Loving our Immigrant Neighbours

This sign, shrouded by the Franklin Mountains, greets thousands of hopeful and battered individuals coming to the El Paso sector of the southern border each year. It has seen the devastating impact of countries that fail to care for their people. In fact, these individuals consider the long, arduous journey to the southern border a better option than remaining in their homelands.

In 2022, U.S. border patrol reported over 2 million encounters at the southern border- around 1 million more encounters than reported in fiscal year 2021. Specifically, migration from Cuba, Venezuela, and Nicaragua accounts for such a sharp increase in border encounters due to food and medicine shortages, oppressive governments, and violence. While this sign serves as a beacon of hope for escape from such oppression, it also presents a new type of difficulty for weary travelers.

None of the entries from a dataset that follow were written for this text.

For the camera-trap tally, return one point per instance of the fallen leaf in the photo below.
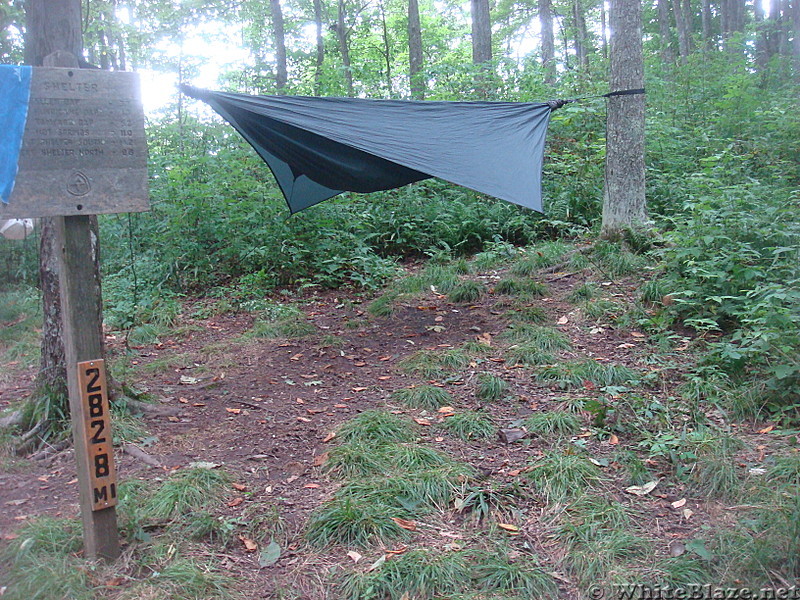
(409, 525)
(676, 549)
(269, 555)
(377, 564)
(643, 490)
(249, 545)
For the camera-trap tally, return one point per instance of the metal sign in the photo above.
(84, 149)
(99, 446)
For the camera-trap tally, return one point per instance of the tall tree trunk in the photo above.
(581, 35)
(387, 51)
(708, 39)
(415, 57)
(481, 43)
(281, 73)
(604, 29)
(624, 194)
(344, 47)
(796, 34)
(682, 28)
(548, 40)
(53, 25)
(665, 31)
(481, 32)
(320, 48)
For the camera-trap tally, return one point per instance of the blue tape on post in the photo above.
(15, 89)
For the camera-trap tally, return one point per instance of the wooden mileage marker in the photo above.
(97, 431)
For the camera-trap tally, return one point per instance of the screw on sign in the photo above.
(94, 399)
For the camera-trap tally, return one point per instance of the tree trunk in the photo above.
(320, 47)
(683, 29)
(415, 58)
(344, 48)
(481, 32)
(281, 74)
(54, 25)
(548, 40)
(581, 35)
(665, 31)
(708, 36)
(624, 193)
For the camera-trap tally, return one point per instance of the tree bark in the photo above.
(548, 40)
(344, 47)
(682, 28)
(624, 194)
(281, 72)
(415, 57)
(54, 25)
(320, 47)
(665, 32)
(481, 32)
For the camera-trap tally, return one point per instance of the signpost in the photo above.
(83, 153)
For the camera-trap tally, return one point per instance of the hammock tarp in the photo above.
(320, 147)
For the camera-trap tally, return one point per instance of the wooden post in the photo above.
(81, 307)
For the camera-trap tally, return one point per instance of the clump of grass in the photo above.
(376, 426)
(539, 257)
(428, 397)
(483, 501)
(353, 521)
(553, 422)
(558, 475)
(573, 374)
(187, 491)
(525, 576)
(467, 291)
(491, 387)
(546, 339)
(714, 472)
(529, 355)
(432, 364)
(534, 315)
(582, 293)
(411, 492)
(469, 425)
(417, 573)
(280, 321)
(359, 459)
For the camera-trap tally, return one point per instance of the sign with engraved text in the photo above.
(97, 421)
(84, 149)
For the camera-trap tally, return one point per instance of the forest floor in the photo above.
(608, 482)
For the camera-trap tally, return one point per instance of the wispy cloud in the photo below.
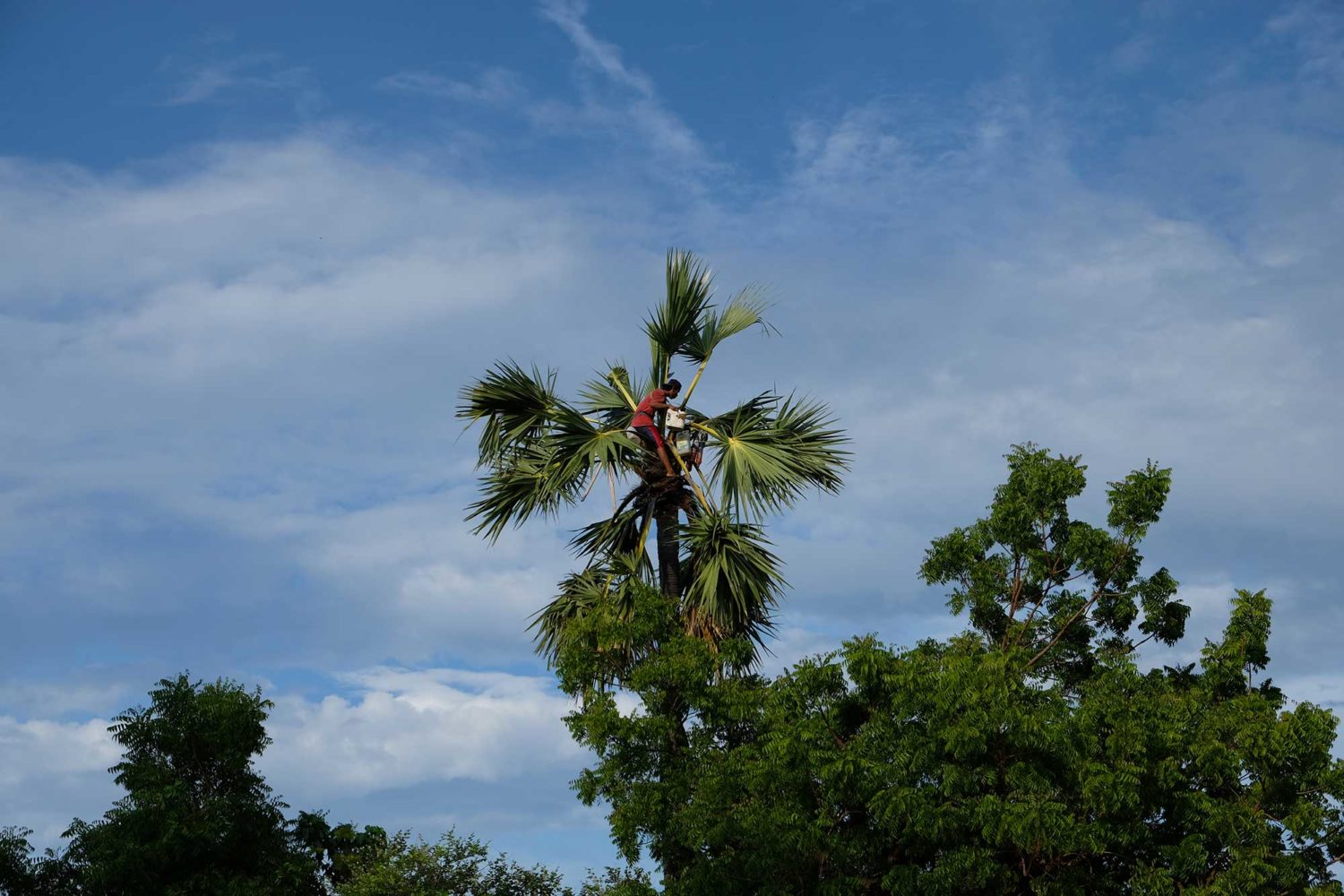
(633, 104)
(494, 86)
(201, 81)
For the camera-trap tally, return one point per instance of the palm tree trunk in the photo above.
(667, 516)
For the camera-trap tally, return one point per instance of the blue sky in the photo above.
(249, 257)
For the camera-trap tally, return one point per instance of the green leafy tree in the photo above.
(196, 818)
(1027, 755)
(461, 866)
(542, 452)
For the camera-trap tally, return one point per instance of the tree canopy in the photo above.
(1031, 754)
(542, 452)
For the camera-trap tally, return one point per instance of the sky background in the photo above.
(249, 257)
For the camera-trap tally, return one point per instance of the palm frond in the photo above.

Though the Refugee Act of 1980 promised to protect an individual’s right to seek asylum in the United States, the past decade presented policies inhibiting this right and sending individuals directly back into violence and persecution. Migrant Protection Protocols, implemented by the Trump administration, sent 70,000 asylum seekers to Mexico to wait while their cases were adjudicated in U.S. immigration courts. In an effort to crack down on the high number of individuals arriving at the southern border, President Biden proposed a rule further inhibiting one’s right to seek asylum if they entered between ports of entry without first applying for protections in another country. Not only does the rule separate families, but sends asylum seekers directly back into danger.

Though this sign may have provided hope for asylum seekers at the southern border, it now produces confusion for weary travelers. What happened to the nation that rallied around the Refugee Act of 1980? May we pray for those who have encountered exploitation at the southern border. May we pray for healing in their homelands and to the American immigration system. May we remember our God calls us to love and not oppress our immigrant neighbors (Leviticus 19:33- 34).